Four guards unfurled a net they had likely scrapped from a non-lethal shotgun canister. A fifth guard entered, their leader, a tall woman that everyone called Missi.
Shaking her head as she caught sight of Tasìa, Missi loaded a tranq-dart into an air carbine.
Tasìa cursed herself. If she had only planned ahead instead of behaving so emotionally on the spur of the moment, she would have climbed up beside the HVAC fans to gain a more tactical advantage.
There was a set of crawl spaces along the length of the drop-down fans. She could have lifted herself into the space between the guard rail with no problem. It would have taken them the entire day just to find her if she had timed it right with no one around.
Tasìa started climbing towards the drop-down fan unit held inside a jointed cage.
"Hurry," Missi urged her team upon seeing where Tasìa was headed.
They rushed up underneath her with the net spread out between them.
"Grit your teeth together," Missi urged Tasìa, "you don't want to bite your tongue when the dart hits you."
"Don't shoot me then. Just let me be!"
"On the count of three, Tasìa. One ..."
She was within four feet of the drop-down fan unit. Tasìa twisted in midair as she pushed off on taut muscular thighs. Her fingertips brushed against the metal.
Given her sleight weight and her cat burglar experience, it was enough for her to establish a grip.
She heard the air gun a split moment before pain shattered through the skin of her right butt cheek.
"Aw, shit," Tasìa yelled as she felt her strength leach out of her every limb.
She plunged down. Her small body was caught up in the net. The head guard pulled her up out of the tangles, holding her with a gentle hug. Her face pressed against Tasìa's own. Brassy curls tickled the little thief's face.

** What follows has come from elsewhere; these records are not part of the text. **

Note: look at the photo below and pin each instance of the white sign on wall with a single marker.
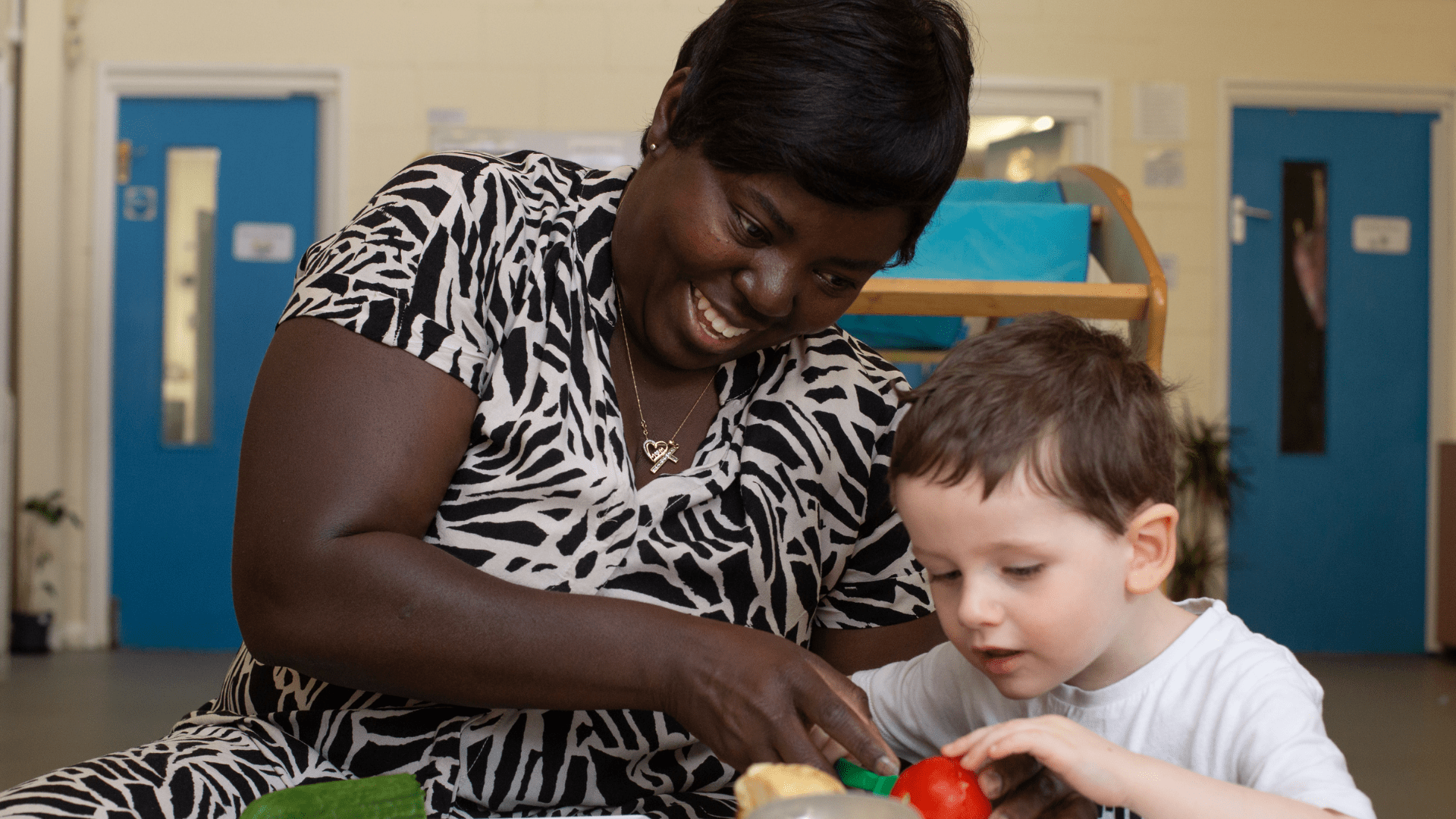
(1388, 235)
(262, 242)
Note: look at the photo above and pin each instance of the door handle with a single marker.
(1239, 212)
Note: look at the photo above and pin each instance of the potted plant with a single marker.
(34, 592)
(1204, 497)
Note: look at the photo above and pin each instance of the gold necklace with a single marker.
(657, 450)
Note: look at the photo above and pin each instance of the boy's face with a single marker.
(1030, 591)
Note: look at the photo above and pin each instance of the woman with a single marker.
(533, 444)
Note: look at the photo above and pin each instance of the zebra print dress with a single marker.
(498, 271)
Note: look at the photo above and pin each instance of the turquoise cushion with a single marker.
(984, 229)
(1002, 191)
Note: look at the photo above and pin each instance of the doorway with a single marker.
(1329, 376)
(215, 203)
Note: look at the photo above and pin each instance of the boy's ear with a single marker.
(1153, 537)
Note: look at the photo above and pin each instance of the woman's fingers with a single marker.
(840, 708)
(829, 749)
(1043, 796)
(1005, 776)
(752, 697)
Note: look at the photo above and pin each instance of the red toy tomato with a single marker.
(941, 789)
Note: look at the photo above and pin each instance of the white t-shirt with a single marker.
(1220, 701)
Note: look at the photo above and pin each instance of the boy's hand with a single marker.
(1092, 765)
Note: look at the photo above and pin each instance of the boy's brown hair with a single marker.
(1090, 422)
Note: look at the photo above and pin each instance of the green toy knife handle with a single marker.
(856, 777)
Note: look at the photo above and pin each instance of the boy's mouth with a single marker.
(999, 661)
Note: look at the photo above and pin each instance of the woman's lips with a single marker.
(712, 321)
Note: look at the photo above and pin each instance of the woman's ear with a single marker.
(1153, 537)
(666, 108)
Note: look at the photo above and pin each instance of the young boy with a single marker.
(1034, 472)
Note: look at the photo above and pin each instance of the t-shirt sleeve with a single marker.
(411, 268)
(927, 701)
(881, 583)
(1283, 746)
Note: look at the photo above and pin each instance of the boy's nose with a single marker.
(979, 610)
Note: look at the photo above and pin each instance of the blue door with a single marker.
(215, 206)
(1329, 369)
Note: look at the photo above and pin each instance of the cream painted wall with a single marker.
(599, 64)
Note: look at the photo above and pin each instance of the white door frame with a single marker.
(1084, 105)
(1354, 96)
(115, 80)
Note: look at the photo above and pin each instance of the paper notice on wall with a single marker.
(1161, 112)
(1385, 235)
(1164, 168)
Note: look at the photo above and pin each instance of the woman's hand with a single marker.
(753, 697)
(348, 450)
(1053, 767)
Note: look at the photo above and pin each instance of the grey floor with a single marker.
(1394, 716)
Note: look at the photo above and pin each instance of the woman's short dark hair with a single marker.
(1069, 403)
(864, 102)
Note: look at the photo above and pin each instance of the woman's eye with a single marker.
(836, 283)
(752, 228)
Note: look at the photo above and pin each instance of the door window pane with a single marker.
(1304, 308)
(187, 314)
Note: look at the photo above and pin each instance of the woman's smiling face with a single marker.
(712, 265)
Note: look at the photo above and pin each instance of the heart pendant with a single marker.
(660, 452)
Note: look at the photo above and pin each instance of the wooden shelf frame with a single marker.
(1138, 292)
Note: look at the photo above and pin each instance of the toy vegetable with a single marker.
(938, 787)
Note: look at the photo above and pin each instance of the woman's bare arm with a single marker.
(348, 450)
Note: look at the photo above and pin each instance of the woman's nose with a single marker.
(769, 286)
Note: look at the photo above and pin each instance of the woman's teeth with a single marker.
(717, 321)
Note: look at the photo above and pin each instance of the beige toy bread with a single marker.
(767, 781)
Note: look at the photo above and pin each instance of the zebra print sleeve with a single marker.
(881, 582)
(417, 265)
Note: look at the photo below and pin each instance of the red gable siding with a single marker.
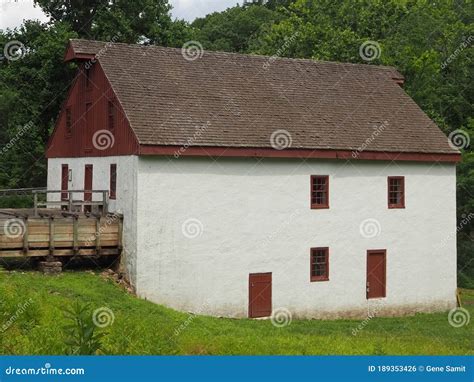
(90, 135)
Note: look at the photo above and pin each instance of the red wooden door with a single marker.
(88, 175)
(376, 273)
(64, 181)
(260, 295)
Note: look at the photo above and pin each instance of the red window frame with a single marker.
(68, 121)
(113, 181)
(64, 181)
(111, 115)
(319, 191)
(314, 253)
(87, 75)
(396, 192)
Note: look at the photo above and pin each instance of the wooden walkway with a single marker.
(52, 232)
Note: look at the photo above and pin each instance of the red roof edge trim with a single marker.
(178, 151)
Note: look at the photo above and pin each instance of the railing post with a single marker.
(36, 204)
(70, 201)
(26, 237)
(105, 208)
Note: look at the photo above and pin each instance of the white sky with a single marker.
(12, 12)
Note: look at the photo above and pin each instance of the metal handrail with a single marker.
(69, 200)
(21, 191)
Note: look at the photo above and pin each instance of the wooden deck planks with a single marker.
(54, 234)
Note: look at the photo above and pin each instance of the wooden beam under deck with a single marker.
(54, 233)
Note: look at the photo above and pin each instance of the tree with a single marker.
(127, 21)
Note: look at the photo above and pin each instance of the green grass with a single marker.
(141, 327)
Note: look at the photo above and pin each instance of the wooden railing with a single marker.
(20, 191)
(68, 203)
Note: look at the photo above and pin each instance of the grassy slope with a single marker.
(141, 327)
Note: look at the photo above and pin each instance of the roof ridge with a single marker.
(252, 55)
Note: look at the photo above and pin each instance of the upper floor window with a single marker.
(319, 191)
(68, 121)
(111, 115)
(396, 192)
(87, 73)
(319, 264)
(113, 181)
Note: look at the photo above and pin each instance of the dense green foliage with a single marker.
(32, 314)
(429, 41)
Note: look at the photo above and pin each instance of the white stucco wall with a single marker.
(255, 217)
(125, 203)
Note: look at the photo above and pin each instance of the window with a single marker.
(113, 181)
(87, 71)
(65, 174)
(111, 114)
(396, 192)
(319, 191)
(320, 264)
(68, 121)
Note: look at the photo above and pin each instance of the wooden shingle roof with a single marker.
(238, 101)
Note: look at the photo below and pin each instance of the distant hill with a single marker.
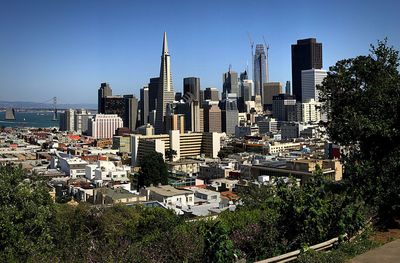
(36, 105)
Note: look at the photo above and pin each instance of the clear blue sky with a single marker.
(67, 48)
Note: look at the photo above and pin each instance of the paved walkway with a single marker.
(388, 253)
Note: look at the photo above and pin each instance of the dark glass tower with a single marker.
(104, 91)
(192, 85)
(306, 54)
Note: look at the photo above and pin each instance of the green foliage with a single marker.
(342, 253)
(25, 211)
(362, 98)
(218, 246)
(153, 170)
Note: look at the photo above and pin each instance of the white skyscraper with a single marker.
(103, 126)
(309, 80)
(166, 93)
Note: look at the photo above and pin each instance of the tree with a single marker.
(153, 170)
(170, 154)
(218, 246)
(362, 99)
(26, 211)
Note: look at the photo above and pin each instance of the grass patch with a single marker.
(342, 253)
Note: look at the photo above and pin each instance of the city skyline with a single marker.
(68, 49)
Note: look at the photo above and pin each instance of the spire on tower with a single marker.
(165, 45)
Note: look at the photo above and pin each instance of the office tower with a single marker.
(104, 91)
(144, 105)
(152, 117)
(81, 120)
(211, 94)
(288, 88)
(103, 126)
(125, 107)
(306, 54)
(284, 107)
(309, 111)
(130, 112)
(166, 90)
(244, 75)
(270, 89)
(260, 69)
(201, 100)
(153, 93)
(230, 116)
(309, 80)
(178, 96)
(192, 85)
(230, 83)
(175, 121)
(67, 120)
(212, 118)
(246, 86)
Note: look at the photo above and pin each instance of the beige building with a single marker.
(185, 145)
(270, 89)
(212, 118)
(169, 195)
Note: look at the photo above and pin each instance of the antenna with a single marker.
(267, 58)
(252, 52)
(55, 108)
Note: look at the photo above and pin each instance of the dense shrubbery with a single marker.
(363, 95)
(275, 219)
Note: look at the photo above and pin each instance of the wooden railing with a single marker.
(294, 254)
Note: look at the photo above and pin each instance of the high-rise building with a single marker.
(212, 118)
(211, 94)
(125, 107)
(230, 116)
(309, 112)
(270, 90)
(288, 88)
(81, 120)
(192, 85)
(104, 91)
(201, 99)
(260, 69)
(306, 54)
(130, 112)
(103, 126)
(144, 105)
(67, 120)
(153, 93)
(284, 107)
(309, 80)
(75, 120)
(166, 90)
(178, 96)
(230, 83)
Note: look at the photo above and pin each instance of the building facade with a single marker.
(306, 54)
(103, 126)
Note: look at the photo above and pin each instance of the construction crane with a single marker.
(267, 58)
(55, 108)
(252, 53)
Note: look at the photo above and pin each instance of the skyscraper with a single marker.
(165, 88)
(211, 94)
(144, 105)
(192, 85)
(153, 93)
(270, 90)
(306, 54)
(260, 69)
(288, 88)
(104, 91)
(309, 80)
(230, 83)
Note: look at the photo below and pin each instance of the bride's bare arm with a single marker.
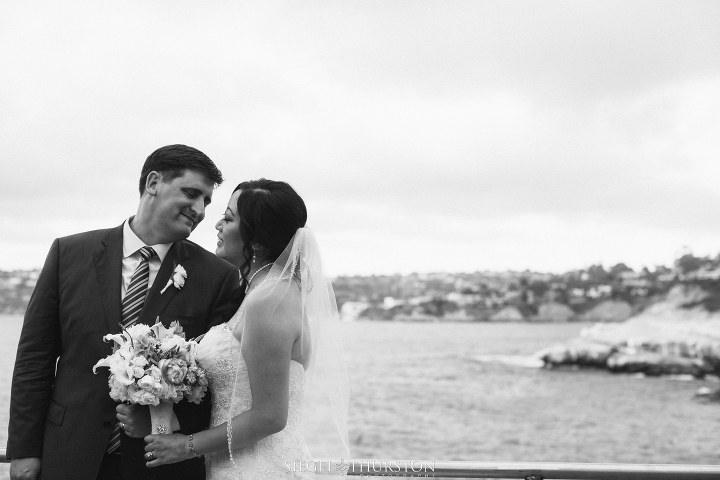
(271, 327)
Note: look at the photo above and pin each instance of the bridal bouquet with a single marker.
(154, 366)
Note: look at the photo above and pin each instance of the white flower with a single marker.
(147, 383)
(178, 278)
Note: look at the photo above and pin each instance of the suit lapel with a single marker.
(108, 266)
(156, 302)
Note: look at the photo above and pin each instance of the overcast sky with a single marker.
(423, 136)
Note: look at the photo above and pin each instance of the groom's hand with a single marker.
(135, 418)
(25, 468)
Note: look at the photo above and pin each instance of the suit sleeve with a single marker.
(226, 302)
(37, 354)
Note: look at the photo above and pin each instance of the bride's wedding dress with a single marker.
(272, 457)
(295, 289)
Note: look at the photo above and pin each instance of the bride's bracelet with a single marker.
(192, 449)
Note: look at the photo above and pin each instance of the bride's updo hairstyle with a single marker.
(270, 213)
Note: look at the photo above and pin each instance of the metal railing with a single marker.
(511, 470)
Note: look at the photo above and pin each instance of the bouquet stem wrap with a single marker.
(161, 418)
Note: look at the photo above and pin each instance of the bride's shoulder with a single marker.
(282, 299)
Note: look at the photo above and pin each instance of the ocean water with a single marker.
(418, 391)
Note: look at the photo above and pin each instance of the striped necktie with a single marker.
(131, 307)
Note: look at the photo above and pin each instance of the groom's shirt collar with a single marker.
(131, 257)
(131, 244)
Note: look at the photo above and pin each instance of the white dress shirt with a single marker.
(131, 257)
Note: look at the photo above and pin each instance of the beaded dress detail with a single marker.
(272, 457)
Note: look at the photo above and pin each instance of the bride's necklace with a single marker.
(256, 272)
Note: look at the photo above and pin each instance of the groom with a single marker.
(63, 422)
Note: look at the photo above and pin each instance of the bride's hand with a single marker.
(166, 449)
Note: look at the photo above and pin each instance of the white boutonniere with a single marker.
(177, 279)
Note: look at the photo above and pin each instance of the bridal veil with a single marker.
(298, 274)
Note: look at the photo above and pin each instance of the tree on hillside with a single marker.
(689, 263)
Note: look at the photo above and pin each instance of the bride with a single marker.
(276, 373)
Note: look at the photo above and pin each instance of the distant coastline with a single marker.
(594, 294)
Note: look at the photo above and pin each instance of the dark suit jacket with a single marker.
(61, 411)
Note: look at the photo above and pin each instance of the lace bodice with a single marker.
(272, 457)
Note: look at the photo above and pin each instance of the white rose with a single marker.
(147, 383)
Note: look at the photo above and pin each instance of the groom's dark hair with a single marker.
(173, 160)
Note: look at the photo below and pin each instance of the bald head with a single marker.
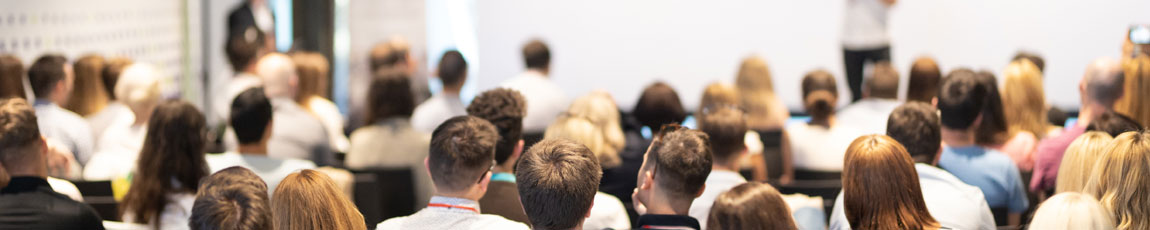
(278, 74)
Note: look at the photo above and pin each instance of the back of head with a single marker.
(883, 83)
(659, 105)
(1079, 161)
(536, 55)
(231, 199)
(309, 199)
(1119, 179)
(819, 93)
(552, 198)
(505, 108)
(751, 205)
(251, 114)
(960, 99)
(452, 68)
(45, 73)
(462, 150)
(390, 96)
(1071, 211)
(898, 204)
(917, 127)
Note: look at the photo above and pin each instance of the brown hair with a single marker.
(309, 199)
(751, 205)
(872, 160)
(552, 198)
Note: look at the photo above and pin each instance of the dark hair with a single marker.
(244, 48)
(536, 55)
(505, 108)
(452, 68)
(45, 73)
(232, 198)
(960, 99)
(552, 197)
(1113, 123)
(390, 96)
(659, 105)
(917, 127)
(462, 148)
(750, 205)
(251, 113)
(171, 161)
(924, 81)
(819, 93)
(727, 129)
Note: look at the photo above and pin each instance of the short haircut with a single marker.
(536, 55)
(682, 160)
(45, 73)
(552, 197)
(917, 127)
(924, 81)
(452, 68)
(659, 105)
(960, 99)
(462, 148)
(251, 113)
(390, 96)
(232, 198)
(727, 130)
(505, 108)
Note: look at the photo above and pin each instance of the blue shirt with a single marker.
(991, 171)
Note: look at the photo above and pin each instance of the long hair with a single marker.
(309, 199)
(171, 161)
(881, 186)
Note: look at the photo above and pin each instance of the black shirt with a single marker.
(29, 202)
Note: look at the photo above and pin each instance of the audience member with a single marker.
(545, 99)
(551, 197)
(252, 120)
(169, 169)
(674, 171)
(309, 199)
(446, 104)
(961, 99)
(28, 201)
(460, 160)
(232, 198)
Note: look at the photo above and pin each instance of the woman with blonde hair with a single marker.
(1119, 181)
(1079, 160)
(309, 199)
(1071, 211)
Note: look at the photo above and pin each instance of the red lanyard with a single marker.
(452, 206)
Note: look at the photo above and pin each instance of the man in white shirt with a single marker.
(952, 202)
(446, 104)
(252, 121)
(545, 100)
(460, 160)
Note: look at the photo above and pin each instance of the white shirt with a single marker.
(435, 110)
(545, 100)
(445, 217)
(865, 24)
(271, 170)
(718, 182)
(952, 202)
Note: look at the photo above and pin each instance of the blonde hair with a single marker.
(757, 94)
(308, 199)
(1071, 211)
(1022, 94)
(1079, 161)
(1119, 179)
(592, 121)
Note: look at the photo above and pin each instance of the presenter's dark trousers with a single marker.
(855, 60)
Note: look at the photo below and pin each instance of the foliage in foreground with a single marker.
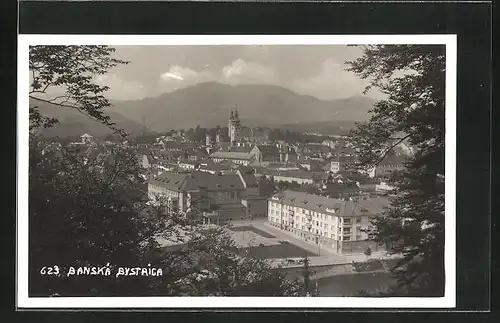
(87, 209)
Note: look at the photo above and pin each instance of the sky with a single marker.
(315, 70)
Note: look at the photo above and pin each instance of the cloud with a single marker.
(332, 82)
(120, 89)
(247, 72)
(179, 73)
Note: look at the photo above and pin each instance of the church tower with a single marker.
(234, 127)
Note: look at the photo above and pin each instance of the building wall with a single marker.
(340, 234)
(334, 167)
(257, 208)
(172, 196)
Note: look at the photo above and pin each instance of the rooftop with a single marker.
(232, 155)
(317, 203)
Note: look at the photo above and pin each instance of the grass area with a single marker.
(254, 230)
(283, 250)
(370, 265)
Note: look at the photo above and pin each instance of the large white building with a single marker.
(333, 223)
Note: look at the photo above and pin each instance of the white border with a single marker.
(24, 301)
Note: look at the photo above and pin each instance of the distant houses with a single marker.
(216, 197)
(339, 225)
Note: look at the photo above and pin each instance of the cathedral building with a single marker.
(234, 128)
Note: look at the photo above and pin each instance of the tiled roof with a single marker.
(232, 155)
(207, 181)
(292, 173)
(245, 149)
(247, 175)
(170, 180)
(316, 203)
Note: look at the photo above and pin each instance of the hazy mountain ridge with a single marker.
(73, 123)
(209, 104)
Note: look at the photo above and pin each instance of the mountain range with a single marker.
(209, 104)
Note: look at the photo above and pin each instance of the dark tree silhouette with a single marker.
(413, 79)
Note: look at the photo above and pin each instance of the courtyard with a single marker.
(261, 244)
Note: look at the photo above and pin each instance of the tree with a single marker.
(86, 209)
(412, 77)
(368, 252)
(266, 187)
(307, 288)
(66, 76)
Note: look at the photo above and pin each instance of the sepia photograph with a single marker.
(272, 171)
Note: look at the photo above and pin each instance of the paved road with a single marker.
(325, 257)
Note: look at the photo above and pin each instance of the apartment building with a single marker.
(333, 223)
(215, 196)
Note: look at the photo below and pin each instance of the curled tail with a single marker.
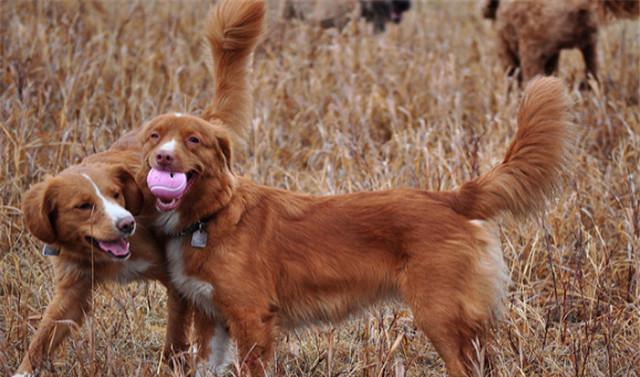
(535, 163)
(233, 30)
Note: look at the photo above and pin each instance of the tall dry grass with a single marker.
(423, 105)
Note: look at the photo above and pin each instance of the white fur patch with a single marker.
(112, 209)
(220, 351)
(168, 222)
(169, 146)
(133, 270)
(198, 291)
(493, 266)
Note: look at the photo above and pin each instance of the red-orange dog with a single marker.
(257, 260)
(85, 215)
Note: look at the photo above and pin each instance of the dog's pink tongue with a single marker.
(118, 248)
(166, 185)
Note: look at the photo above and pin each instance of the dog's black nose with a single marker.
(126, 225)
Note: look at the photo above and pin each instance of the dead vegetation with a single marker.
(425, 104)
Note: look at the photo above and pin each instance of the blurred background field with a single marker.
(425, 104)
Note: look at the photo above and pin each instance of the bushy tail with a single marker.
(535, 163)
(233, 30)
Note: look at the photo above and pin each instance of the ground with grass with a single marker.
(425, 105)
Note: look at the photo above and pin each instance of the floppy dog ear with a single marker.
(225, 147)
(133, 196)
(38, 210)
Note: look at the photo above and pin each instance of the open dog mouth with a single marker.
(118, 248)
(169, 187)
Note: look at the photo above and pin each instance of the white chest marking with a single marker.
(132, 270)
(112, 209)
(169, 146)
(197, 291)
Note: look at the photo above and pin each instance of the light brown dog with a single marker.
(257, 260)
(532, 33)
(85, 215)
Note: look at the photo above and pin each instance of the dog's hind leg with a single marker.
(439, 319)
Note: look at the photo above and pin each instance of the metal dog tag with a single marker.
(50, 251)
(199, 239)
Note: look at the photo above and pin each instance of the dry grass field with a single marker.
(425, 104)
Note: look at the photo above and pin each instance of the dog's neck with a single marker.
(211, 204)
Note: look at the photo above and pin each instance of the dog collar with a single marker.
(198, 232)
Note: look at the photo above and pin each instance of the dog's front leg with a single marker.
(214, 343)
(70, 303)
(179, 319)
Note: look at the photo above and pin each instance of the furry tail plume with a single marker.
(233, 30)
(535, 163)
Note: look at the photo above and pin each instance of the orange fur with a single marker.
(532, 33)
(53, 214)
(276, 260)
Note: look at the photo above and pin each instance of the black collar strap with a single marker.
(193, 227)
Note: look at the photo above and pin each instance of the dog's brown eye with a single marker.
(84, 206)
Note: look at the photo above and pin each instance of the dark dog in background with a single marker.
(531, 33)
(331, 13)
(380, 12)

"You're such a brave one up on that wall, Tasìa. Why are you a total coward when it comes to your chemo?"
I wished I knew.
Her instincts flared wild whenever the hour of chemo treatment drew closer. Her temples would pound like a drum as if to warn her, run, run, run!
She watched as Felicité studied the wall where Tasìa had climbed as if the anarchist was calculating vectors. What did the Argentine know about the art of second story breaking and entering?
In the real world, could the anarchist be of any practical value to her?
Felicité stood up from where she had squatted against a gym wall. As if to answer the questions posed in Tasìa's head, she affirmed with a nod her approval before she turned and left the gym.